Obama's Hope and Change 2.0

By: E.J. Dionne, Jr.

September 7, 2012

Washington Post, September 7, 2012

CHARLOTTE

The man who ran on hope and change didn’t walk away from them. He redefined them for the long haul.

And a president who has been accused of being a collectivist and a socialist didn’t abandon a vision of shared burdens and purposes. He replied forcefully with a call for a renewal of citizenship, “the idea that this country only works when we accept certain obligations to one another, and to future generations.”

“We, the people, recognize that we have responsibilities as well as rights,” he declared, “that our destinies are bound together; that a freedom that only asks what’s in it for me, a freedom without commitment to others, a freedom without love or charity or duty or patriotism, is unworthy of our founding ideals, and those who died in their defense.

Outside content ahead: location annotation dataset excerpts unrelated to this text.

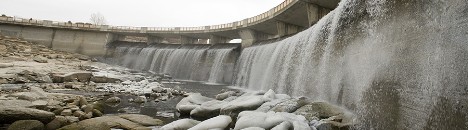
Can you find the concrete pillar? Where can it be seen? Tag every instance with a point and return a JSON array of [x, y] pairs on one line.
[[285, 29], [218, 39], [187, 40], [250, 36], [153, 39]]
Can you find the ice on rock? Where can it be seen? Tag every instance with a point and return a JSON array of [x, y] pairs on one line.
[[219, 122], [181, 124], [207, 110], [194, 100], [269, 120], [253, 128]]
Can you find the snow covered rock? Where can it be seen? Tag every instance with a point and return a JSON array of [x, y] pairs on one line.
[[219, 122], [207, 110], [269, 120], [321, 110], [181, 124], [187, 104]]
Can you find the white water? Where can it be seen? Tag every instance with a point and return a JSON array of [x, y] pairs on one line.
[[186, 62], [216, 72], [397, 64]]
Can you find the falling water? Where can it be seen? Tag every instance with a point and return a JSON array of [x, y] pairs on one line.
[[188, 62], [216, 72], [398, 64]]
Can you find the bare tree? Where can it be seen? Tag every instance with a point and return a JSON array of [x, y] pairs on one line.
[[98, 19]]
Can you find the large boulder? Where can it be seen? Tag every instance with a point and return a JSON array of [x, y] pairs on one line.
[[290, 105], [70, 77], [321, 110], [12, 114], [40, 59], [187, 104], [26, 125], [58, 122], [182, 124], [16, 103], [269, 120], [207, 110], [142, 119], [104, 79], [220, 122], [105, 122], [113, 100]]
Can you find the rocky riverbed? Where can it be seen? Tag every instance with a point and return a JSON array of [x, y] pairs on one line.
[[46, 89]]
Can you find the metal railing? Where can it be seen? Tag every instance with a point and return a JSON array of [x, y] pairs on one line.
[[88, 26]]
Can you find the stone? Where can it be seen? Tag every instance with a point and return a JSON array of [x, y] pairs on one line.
[[97, 113], [12, 114], [78, 113], [77, 76], [39, 103], [66, 112], [289, 105], [87, 108], [72, 119], [140, 99], [182, 124], [82, 100], [35, 94], [113, 100], [26, 125], [104, 79], [321, 110], [225, 95], [58, 122], [16, 103], [142, 119], [187, 104], [207, 110], [5, 65], [40, 59], [76, 126], [108, 121]]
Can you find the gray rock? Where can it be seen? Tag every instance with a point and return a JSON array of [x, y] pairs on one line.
[[40, 59], [104, 79], [113, 100], [5, 65], [97, 113], [12, 114], [26, 125], [58, 122], [225, 95], [207, 110], [66, 112], [16, 103], [87, 108], [140, 99], [142, 119], [105, 122], [321, 110], [289, 105]]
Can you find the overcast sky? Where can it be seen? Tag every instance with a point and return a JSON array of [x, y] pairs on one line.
[[153, 13]]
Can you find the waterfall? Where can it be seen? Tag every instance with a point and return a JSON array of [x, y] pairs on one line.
[[188, 62], [396, 64]]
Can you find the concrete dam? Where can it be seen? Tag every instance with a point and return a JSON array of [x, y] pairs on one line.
[[397, 64]]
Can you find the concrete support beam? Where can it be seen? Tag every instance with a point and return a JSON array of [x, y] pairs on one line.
[[214, 39], [315, 13], [153, 39], [250, 36], [285, 29], [188, 40]]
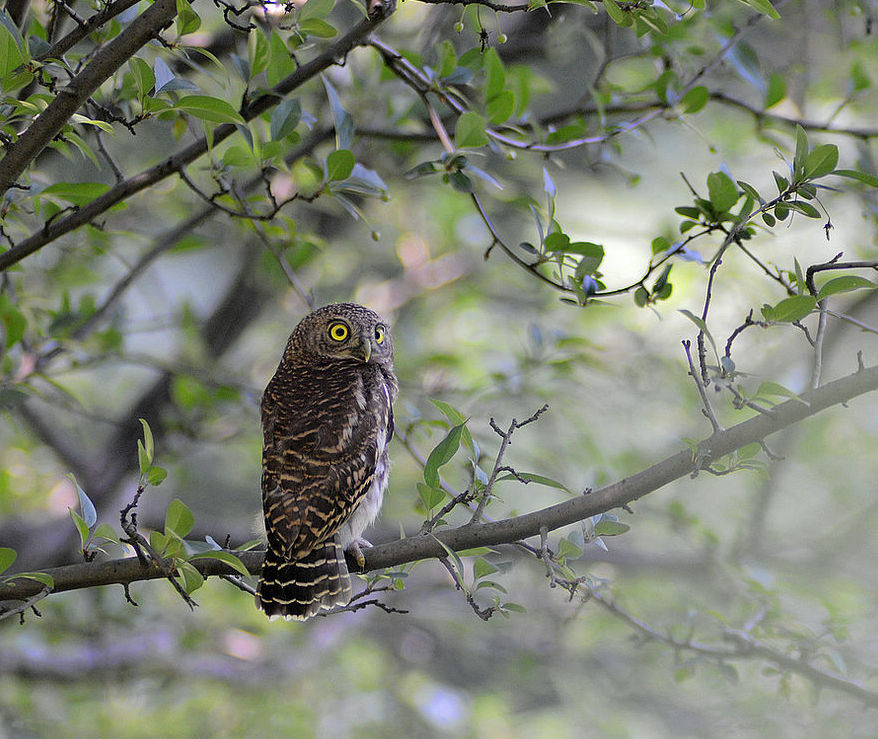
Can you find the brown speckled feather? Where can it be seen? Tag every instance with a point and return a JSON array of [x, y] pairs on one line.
[[327, 419]]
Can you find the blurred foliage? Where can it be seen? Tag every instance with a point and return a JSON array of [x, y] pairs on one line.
[[505, 186]]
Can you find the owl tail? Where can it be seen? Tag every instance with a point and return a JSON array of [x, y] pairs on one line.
[[298, 589]]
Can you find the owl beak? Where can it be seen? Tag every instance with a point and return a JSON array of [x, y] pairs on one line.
[[364, 350]]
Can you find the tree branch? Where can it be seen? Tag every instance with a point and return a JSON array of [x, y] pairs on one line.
[[426, 546], [70, 97], [173, 164]]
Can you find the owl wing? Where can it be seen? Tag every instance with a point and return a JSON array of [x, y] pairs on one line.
[[317, 465]]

Rarely has an American election been defined by such a sharp clash of philosophies. When Obama told a fired-up Convention crowd that the contest will involve “the clearest choice of any time in a generation” and “a choice between two fundamentally different visions for the future,” he was not exaggerating. On Thursday, he took the Republicans’ new radical individualism head on.

Obama’s was a speech aimed less at shaking up the campaign than in building on an existing narrative. The president did not defend his economic record. He left that to Bill Clinton. He did not even promise rapid recovery. On the contrary, he told voters: “I won’t pretend the path I’m offering is quick and easy.”

Indeed, he seemed to reach back to John F. Kennedy’s call on the nation to ask not what the country could do for them, but what they could do for the country. “As citizens,” Obama said, “we understand that America is not about what can be done for us. It’s about what can be done by us, together, through the hard and frustrating work of self-government.”

And thus his redefinition of hope and change. Faced with assertions that he can no longer inspire the elation he called forth four years ago, Obama challenged those who had supported him to stay in the fight for the longer-term and do the work required for saving their original vision.

“If you turn away now — if you buy into the cynicism that the change we fought for isn’t possible…well, change will not happen,” the president said. “If you give up on the idea that your voice can make a difference, then other voices will fill the void: lobbyists and special interests; the people with the $10 million checks who are trying to buy this election and those who are making it harder for you to vote. . . .”

Of course, this is an election, not a philosophical exercise, so Obama was concrete about his differences with Mitt Romney and the Republicans’ vision of a spare government that would ask even less of the already successful. He criticized his foes on Medicare and Social Security, on their refusal to accept any deficit plans that included higher taxes on the wealthy, on education spending and tuition aid.

“Over and over, we have been told by our opponents that bigger tax cuts and fewer regulations are the only way; that since government can’t do everything, it should do almost nothing,” he said. “If you can’t afford health insurance, hope that you don’t get sick. If a company releases toxic pollution into the air your children breathe, well, that’s just the price of progress.”

And he mocked the GOP’s diagnosis of more tax cuts in all economic circumstances: “Feel a cold coming on? Take two tax cuts, roll back some regulations, and call us in the morning!”

In defining his vision for “moving forward,” Obama spoke more of goals than of policies, highlighting an expansion of manufacturing, energy independence, education and job training, and climate change, an issue that has largely been absent from the public discussion since 2010.

Politicians usually run campaigns based on what they will do, or have done, for voters. Obama will certainly do his share of this, and did some of it Thursday.

Yet his heart seems not to lie in transactional politics. He prefers challenges to promises, obligations to privileges, reason to emotion. “The path we offer may be harder,” he said, “but it leads to a better place.” This is not a typical campaign pledge. It implies neither ease nor comfort but burdens worth bearing and responsibilities worth shouldering. It is still a form of hope, but one that requires far more than going to rallies and cheering.